What's under the hood of LLMs?

The LLM stack has 4 layers:

Data layer
1. RAG (retrieval-augmented generation) allows LLMs to make predictions based on a corpus of input data, increasing contextual awareness and eliminating hallucination
  1. ELT & featurization
    1. Feature data to increase search and retrieval effectiveness. A prevalent way to do so is by breaking the data into chunks and transform them into vectors to do semantic search.
    2. Companies working in this area include: Superlinked, Unstructured, Waveline
  2. Storage
    1. Vector databases that stores these vectors for semantic search
    2. Companies working in this area include: Pinecone, Zilliz, Weaviate, Chroma, Featureform, LanceDB, pgvector
  3. Search & Retrieval
    1. During inference, information must be retrieved and fed into the model at high speed. Some retrieval methods include:
      - Simplistic – vector similarity search on naive text embeddings
      - Complex – hand-crafted rules-based systems (e.g. Github Copilot, well described in this blog post)
    2. Companies working in this area includes: Nomic, Aryn, Metal, Vald, MyScale
2. Companies working on end-to-end data layer include: LlamaIndex, Activeloop, Inkeep, Baseplate, Vespa
Model layer
1. There are 2 future emerging paths:
  1. Large foundation model dominates
  2. Fine-tuned models for each specific use case
2. There are 4 components in the model layer:
  1. Core model
    1. train the model from scratch ($100M spend on GPT-4) or fine-tune a pre-trained model
    2. Companies working in this area include: Google, OpenAI, Anthropic, Adept, Imbue, Cohere, Hugging Face, Stability AI, Mistral, Contextual, DeepInfra
  2. Serving & Computing
    1. Pricing
      1. GPT 3.5 costs $0.01-0.03 per query vs.
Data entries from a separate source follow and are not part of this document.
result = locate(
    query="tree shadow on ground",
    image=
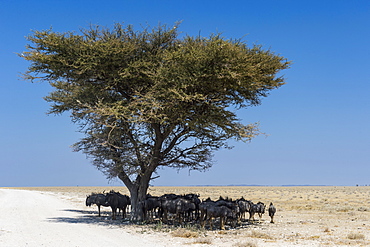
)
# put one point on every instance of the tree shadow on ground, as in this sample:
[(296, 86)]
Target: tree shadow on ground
[(90, 217)]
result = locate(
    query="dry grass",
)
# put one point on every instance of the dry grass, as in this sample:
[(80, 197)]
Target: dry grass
[(245, 244), (259, 234), (185, 233), (356, 236), (320, 216)]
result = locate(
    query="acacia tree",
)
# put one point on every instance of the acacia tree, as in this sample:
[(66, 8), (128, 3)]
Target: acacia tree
[(151, 98)]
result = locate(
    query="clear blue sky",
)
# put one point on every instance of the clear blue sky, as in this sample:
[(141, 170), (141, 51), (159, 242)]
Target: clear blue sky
[(317, 124)]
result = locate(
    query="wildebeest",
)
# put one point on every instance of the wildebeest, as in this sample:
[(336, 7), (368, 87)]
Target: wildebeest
[(223, 209), (258, 208), (149, 205), (98, 199), (272, 211), (117, 200), (178, 206)]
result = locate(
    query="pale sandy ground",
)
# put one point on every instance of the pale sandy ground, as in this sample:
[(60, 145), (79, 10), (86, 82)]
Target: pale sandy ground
[(307, 216)]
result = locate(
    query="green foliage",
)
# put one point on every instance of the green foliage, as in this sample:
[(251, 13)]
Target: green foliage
[(151, 98)]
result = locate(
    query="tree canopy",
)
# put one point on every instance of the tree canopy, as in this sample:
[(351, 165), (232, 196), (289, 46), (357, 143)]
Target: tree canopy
[(154, 97)]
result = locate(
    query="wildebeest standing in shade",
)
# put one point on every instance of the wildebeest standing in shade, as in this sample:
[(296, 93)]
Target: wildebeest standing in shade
[(272, 211), (98, 199), (179, 207), (149, 205), (117, 200)]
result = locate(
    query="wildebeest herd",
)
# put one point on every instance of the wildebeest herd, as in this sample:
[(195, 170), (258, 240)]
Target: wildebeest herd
[(186, 208)]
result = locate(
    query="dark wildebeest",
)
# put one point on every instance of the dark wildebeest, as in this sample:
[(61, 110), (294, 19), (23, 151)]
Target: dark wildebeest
[(149, 205), (272, 211), (223, 209), (178, 206), (117, 200), (194, 198), (98, 199), (258, 208)]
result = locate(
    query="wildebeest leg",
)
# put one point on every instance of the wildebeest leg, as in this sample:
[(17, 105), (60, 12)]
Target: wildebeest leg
[(114, 213), (222, 223), (210, 222)]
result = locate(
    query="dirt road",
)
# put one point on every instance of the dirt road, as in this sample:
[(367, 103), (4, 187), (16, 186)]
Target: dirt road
[(30, 218)]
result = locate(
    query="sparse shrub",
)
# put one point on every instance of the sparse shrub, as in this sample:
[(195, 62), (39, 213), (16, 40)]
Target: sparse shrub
[(258, 234), (355, 236), (202, 241), (185, 233)]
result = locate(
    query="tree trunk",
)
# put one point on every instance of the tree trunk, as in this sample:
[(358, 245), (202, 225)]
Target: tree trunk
[(138, 191)]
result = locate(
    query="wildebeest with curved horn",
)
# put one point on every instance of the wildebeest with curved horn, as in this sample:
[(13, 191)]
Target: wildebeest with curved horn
[(117, 200), (98, 199)]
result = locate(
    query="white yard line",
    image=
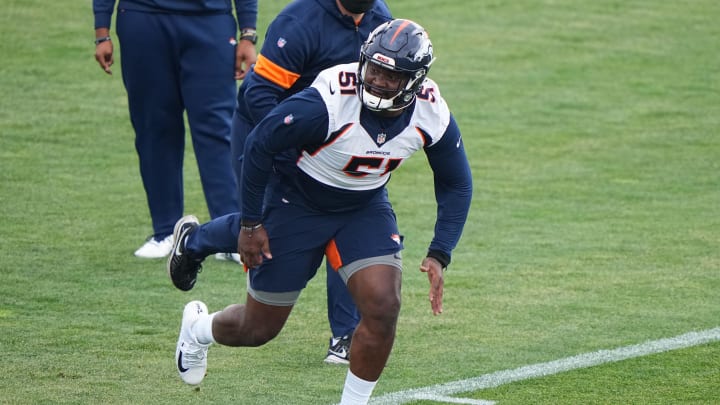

GPT 4 $3
      2. Self-hosting is even more costly - Nvidia A100 cost $4-40 per hour to run on GLP
    2. Latency
      1. batch queries, cache results, optimize memory to reduce fragmentation, speculative decoding
    3. Companies working in this area include: Modular, Lambda Labs, Union, Exafunction, Modal, HippoML, Banana, SkyPilot, Texel, Paperspace, Foundry, Goose
  3. Model routing/ abstraction
    1. an abstraction layer that decides which model to fulfill the user request
    2. Companies working in this area include: Martian, Lite LLM, NotDiamond
  4. Fine-tuning & Optimization
    1. It is an evolving process with 2 components:
      1. Data ops / curation: create good data quality through data modification or augmentation (with synthetic data)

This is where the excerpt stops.